Last year, North Carolina was a team that no one could figure out. Lose to Belmont, beat Louisville. Lose at UAB, beat Michigan State. Beat Kentucky and Texas, lose at Wake Forest.

This year? The question is whether or not the Tar Heels can really challenge for the top of the ACC, and perhaps most of all, if they have enough to complement star guard Marcus Paige. The Tar Heels haven’t been quite so hard to figure out on a given night, but we’re still trying to figure out just how good this team is and will be.

Maybe that’s why Roy Williams didn’t bother to name one area where he’d like to see his team improve on Saturday.

“Nothing other than the game of basketball,” said the North Carolina head coach. “There is not one phase that we can’t get a lot better at, which is good. We need to shoot it better, we need to rebound it better, we need to defend better, we need to talk more on the defensive end.”

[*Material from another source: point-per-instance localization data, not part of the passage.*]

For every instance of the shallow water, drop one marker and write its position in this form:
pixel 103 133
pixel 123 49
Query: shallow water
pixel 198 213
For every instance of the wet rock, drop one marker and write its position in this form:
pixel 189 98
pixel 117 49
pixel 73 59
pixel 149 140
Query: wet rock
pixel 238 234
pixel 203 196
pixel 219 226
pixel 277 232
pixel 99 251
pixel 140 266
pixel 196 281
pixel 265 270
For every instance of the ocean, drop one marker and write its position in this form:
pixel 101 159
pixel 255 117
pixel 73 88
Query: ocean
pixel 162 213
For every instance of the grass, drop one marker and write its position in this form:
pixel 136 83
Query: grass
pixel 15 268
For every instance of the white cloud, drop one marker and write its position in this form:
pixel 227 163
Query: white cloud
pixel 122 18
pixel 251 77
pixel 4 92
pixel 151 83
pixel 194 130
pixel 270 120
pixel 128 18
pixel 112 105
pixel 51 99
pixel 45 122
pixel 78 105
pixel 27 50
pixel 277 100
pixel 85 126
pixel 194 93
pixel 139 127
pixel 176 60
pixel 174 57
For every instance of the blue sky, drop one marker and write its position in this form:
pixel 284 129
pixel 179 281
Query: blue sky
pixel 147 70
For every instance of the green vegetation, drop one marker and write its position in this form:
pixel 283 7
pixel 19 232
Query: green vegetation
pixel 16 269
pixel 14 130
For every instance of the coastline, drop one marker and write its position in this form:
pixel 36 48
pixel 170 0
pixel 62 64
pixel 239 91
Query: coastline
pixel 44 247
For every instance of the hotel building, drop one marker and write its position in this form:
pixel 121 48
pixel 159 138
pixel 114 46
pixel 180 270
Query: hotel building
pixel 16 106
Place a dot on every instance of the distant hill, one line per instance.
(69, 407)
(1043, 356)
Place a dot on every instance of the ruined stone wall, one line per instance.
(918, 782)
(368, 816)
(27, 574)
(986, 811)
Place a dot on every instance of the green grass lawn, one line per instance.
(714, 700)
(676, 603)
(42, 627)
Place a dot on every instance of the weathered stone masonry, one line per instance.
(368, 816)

North Carolina has actually been a pretty good defensive team. Opponents are shooting under 36 percent from the field, including 26 percent from long range. They force over 14 turnovers per game and are out-rebounding teams by nine per game. So while they can get better, it doesn’t seem they can do so by much at that end of the floor.

The Tar Heels certainly have plenty of talent surrounding Paige. Kennedy Meeks actually leads them in scoring and rebounding, and Brice Johnson is getting better as well, so they’re in reasonably good shape up front. That’s more the case when you add in freshman Justin Jackson contributing right away, and he has a world of upside. There’s also Isaiah Hicks, so you get the idea: the frontcourt is fine.

But alongside Paige, it’s a different story. For offense, at times they might be best served sliding Paige off the ball and having Nate Britt or Joel Berry run the team, but that can’t happen all game. The problem is that none of the shooting guards have distinguished themselves enough, especially shooting the ball. The only Tar Heel other than Paige who shoots better than 34 percent from long range is J.P. Tokoto, and he’s only taken 14 on the season. Plus, he will never be mistaken for a shooter; his game is with his athleticism.

Williams has tried a few different players off the ball, as Paige and Jackson are the only players to start every game thus far. He’s tried starting Britt and moving Paige, he tried Theo Pinson (who has hardly been the impact player he was projected to be), and he’s tried Tokoto there instead of at small forward. Jackson has played there almost by default for a big lineup, but he hasn’t clicked from long range yet.

For his part, Paige has shot below 35 percent from the field, and that’s not much better than his three-point percentage. That’s more evidence of the load he is trying to carry. The fact that they have won despite that is one more reason Williams is optimistic about this team, and that’s understandable. However, Paige needs help on the perimeter.

The good thing for North Carolina is that few ACC teams play a zone defense. They are a team ripe to be zoned often, with strength up front and a weakness shooting the ball. But not facing such teams doesn’t mean they can get away with this much longer. Teams will key even more on Paige and the interior players, and make them have to prove themselves from the perimeter.

North Carolina is 8-3 after beating Ohio State 82-74 in Chicago on Saturday. None of the three losses – to Butler in the Battle 4 Atlantis, Iowa at Home and at Kentucky – are bad ones, though they would surely love to have the home loss to Iowa back. They have wins over Davidson, UCLA, Florida and now Ohio State, but none of those are terribly impressive. Davidson is 9-1 against a soft schedule, but Atlantic 10 play looms. UCLA and Florida have proven to be good, but not very good (and the former was throttled by Kentucky on Saturday in the game immediately following theirs). The jury is still out on just how good Ohio State is, and will be even more so now.

UAB and William & Mary are the only games left before ACC play begins. Both are at home, and both are games they should win. That would put them at 10-3 and still with wins whose quality is up for debate. We will start to get a sense of just how good they are after a few ACC games. For now, we have to wait.